Re: [PATCH v3 6/9] vfio/pci: Clean up BAR zap and revocation

From: Matt Evans

Date: Tue Jun 23 2026 - 07:09:23 EST


Hi Alex,

On 23/06/2026 00:13, Alex Williamson wrote:
> On Fri, 19 Jun 2026 16:13:17 +0100
> Matt Evans <matt@xxxxxxxxxx> wrote:
>
>> Hi Jason,
>>
>> On 19/06/2026 14:31, Jason Gunthorpe wrote:
>>> On Thu, Jun 18, 2026 at 05:02:58PM +0100, Matt Evans wrote:
>>>
>>>> My understanding is that the sequences above wake a device that happens
>>>> to have previously been put into D3, and AFAICT it could only have got
>>>> there because of a previous vfio_pci_set_power_state(). Seems its only
>>>> caller is from the emulation of PCI_PM_CTRL using
>>>> vfio_lock_and_set_power_state(), and this zaps/revokes BAR access before
>>>> a transition to D3. Similarly, an attempt to access a BAR via an
>>>> ioctl/through vfio_pci_core_do_io_rw() fails the D3 check in
>>>> __vfio_pci_memory_enabled(), and besides will try to take the memory_lock.
>>>
>>> I thought the general design was the bars were made inaccessible
>>> before going to a low power state, and remain inaccessible while it is
>>> in low power?
>>>
>>> So the order of D0 doesn't matter.

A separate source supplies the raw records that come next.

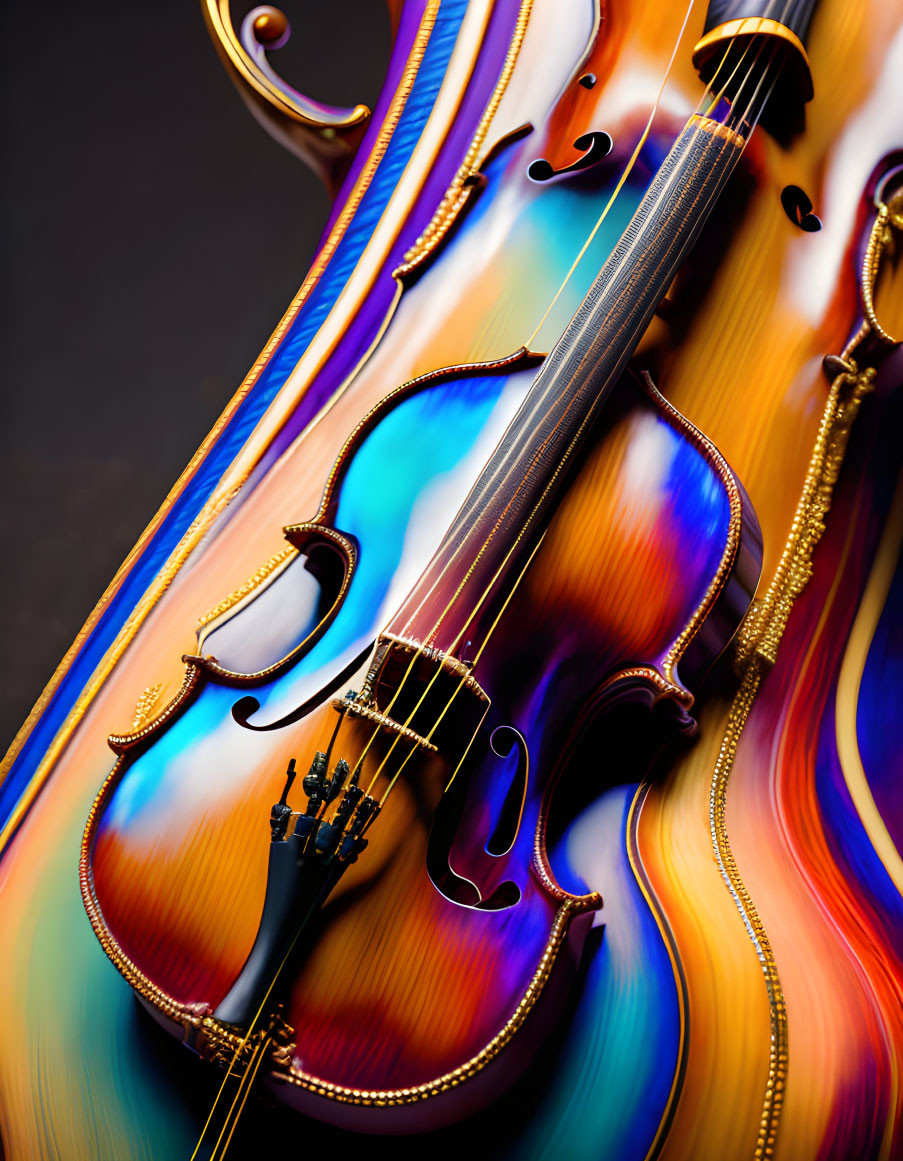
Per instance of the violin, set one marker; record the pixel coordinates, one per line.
(413, 925)
(453, 650)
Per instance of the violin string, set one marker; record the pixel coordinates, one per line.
(500, 569)
(501, 480)
(247, 1081)
(421, 646)
(621, 180)
(248, 1033)
(244, 1090)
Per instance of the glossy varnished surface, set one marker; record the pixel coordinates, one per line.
(772, 302)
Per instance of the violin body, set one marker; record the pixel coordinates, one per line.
(484, 930)
(664, 992)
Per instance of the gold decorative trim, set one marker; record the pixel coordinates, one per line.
(217, 503)
(756, 651)
(753, 26)
(464, 182)
(150, 726)
(631, 842)
(880, 243)
(248, 586)
(445, 661)
(447, 1081)
(322, 136)
(720, 466)
(144, 707)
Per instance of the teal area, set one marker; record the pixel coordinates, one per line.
(99, 1091)
(420, 101)
(378, 494)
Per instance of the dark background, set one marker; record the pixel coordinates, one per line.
(152, 236)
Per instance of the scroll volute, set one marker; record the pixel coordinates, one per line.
(324, 136)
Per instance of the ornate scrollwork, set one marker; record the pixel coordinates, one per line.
(325, 136)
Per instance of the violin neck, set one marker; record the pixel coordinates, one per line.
(508, 507)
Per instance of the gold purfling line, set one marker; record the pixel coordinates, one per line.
(214, 506)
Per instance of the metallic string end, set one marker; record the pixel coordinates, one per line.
(324, 136)
(734, 26)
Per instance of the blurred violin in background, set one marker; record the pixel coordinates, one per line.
(413, 829)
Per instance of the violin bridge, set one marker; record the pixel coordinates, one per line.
(371, 714)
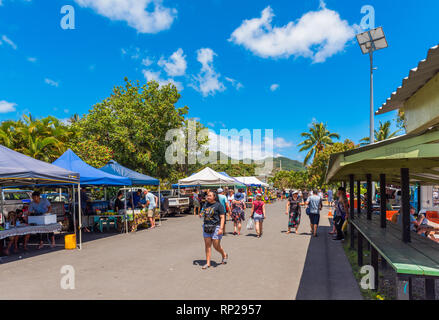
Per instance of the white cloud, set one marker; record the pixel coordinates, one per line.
(9, 42)
(51, 82)
(176, 64)
(238, 85)
(238, 148)
(317, 35)
(6, 107)
(151, 75)
(281, 143)
(207, 81)
(147, 62)
(146, 16)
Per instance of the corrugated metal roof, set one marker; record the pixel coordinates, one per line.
(417, 78)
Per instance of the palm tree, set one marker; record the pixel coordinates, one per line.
(7, 134)
(316, 140)
(383, 133)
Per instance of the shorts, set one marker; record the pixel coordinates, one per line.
(314, 218)
(214, 236)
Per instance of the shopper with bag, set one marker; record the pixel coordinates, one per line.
(293, 211)
(341, 213)
(315, 204)
(214, 217)
(238, 212)
(258, 214)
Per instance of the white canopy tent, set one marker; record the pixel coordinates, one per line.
(252, 181)
(207, 177)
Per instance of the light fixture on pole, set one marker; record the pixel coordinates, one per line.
(371, 41)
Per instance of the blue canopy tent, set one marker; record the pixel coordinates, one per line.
(17, 169)
(89, 176)
(137, 179)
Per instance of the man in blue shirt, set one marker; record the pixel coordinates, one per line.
(223, 200)
(151, 204)
(39, 207)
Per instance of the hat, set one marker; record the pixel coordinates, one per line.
(239, 196)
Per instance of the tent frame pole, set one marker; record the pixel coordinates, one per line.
(125, 211)
(80, 216)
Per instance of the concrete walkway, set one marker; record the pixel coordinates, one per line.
(165, 263)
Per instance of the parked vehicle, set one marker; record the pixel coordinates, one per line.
(172, 203)
(13, 200)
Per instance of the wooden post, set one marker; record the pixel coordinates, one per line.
(374, 264)
(405, 204)
(352, 236)
(369, 196)
(360, 249)
(383, 200)
(430, 293)
(351, 197)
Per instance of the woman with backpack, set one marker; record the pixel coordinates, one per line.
(238, 212)
(214, 217)
(258, 214)
(293, 211)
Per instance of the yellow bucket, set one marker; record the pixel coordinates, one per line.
(70, 241)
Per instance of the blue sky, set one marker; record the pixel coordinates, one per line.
(293, 61)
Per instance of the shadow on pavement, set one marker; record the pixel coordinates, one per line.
(327, 274)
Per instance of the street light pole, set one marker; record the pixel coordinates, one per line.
(372, 123)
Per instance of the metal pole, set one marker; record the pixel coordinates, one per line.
(80, 216)
(383, 200)
(351, 196)
(125, 210)
(405, 204)
(369, 196)
(372, 124)
(2, 216)
(372, 120)
(74, 213)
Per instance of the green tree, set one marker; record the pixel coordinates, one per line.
(320, 163)
(133, 122)
(316, 140)
(383, 133)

If it is not in D0 then there is no
>>> mappings and zap/revoke is a NOP.
>>>
>>> If is it in D0 then it doesn't matter because D0 is a nop.
>> Yes, that's what I'm getting at. :) If it's in D3 then BARs are
>> inaccessible, so as long as we go into D0 before the DMABUF move, the
>> order of the zap relative to the "go to D0" doesn't matter.
>
> I believe this is correct as well, but importantly we cannot assume
> that a stray read or write just returns -1 or gets dropped. This is
> exactly why we have such hard protections against the user accessing
> the device while it's disabled. Not all platforms, even within
> architectures that might otherwise be considered lenient of such
> accesses, consider this benign and might escalate to system level
> faults.

We are in enthusiastic agreement here.

> Let's be careful not to frame this as "the access doesn't matter
> anyway", the answer is instead that non-D0 devices already lack any
> mappings to access the device. Thanks,

I agree that is not the right thing to say, for exactly that reason.
(For avoidance of any doubt, I didn't say that :) )

Thanks for confirming the behaviour. I hope Praan and Kevin are
satisfied that this patch doesn't cause the issues they first worried
about (the changed order of the zap relative to the D0 transition
doesn't have a detrimental effect because of the existing inaccessibility).

Alex, I'll post v4 soon, but if you have any comments in the pipeline
please shout and I'll hold off awhile.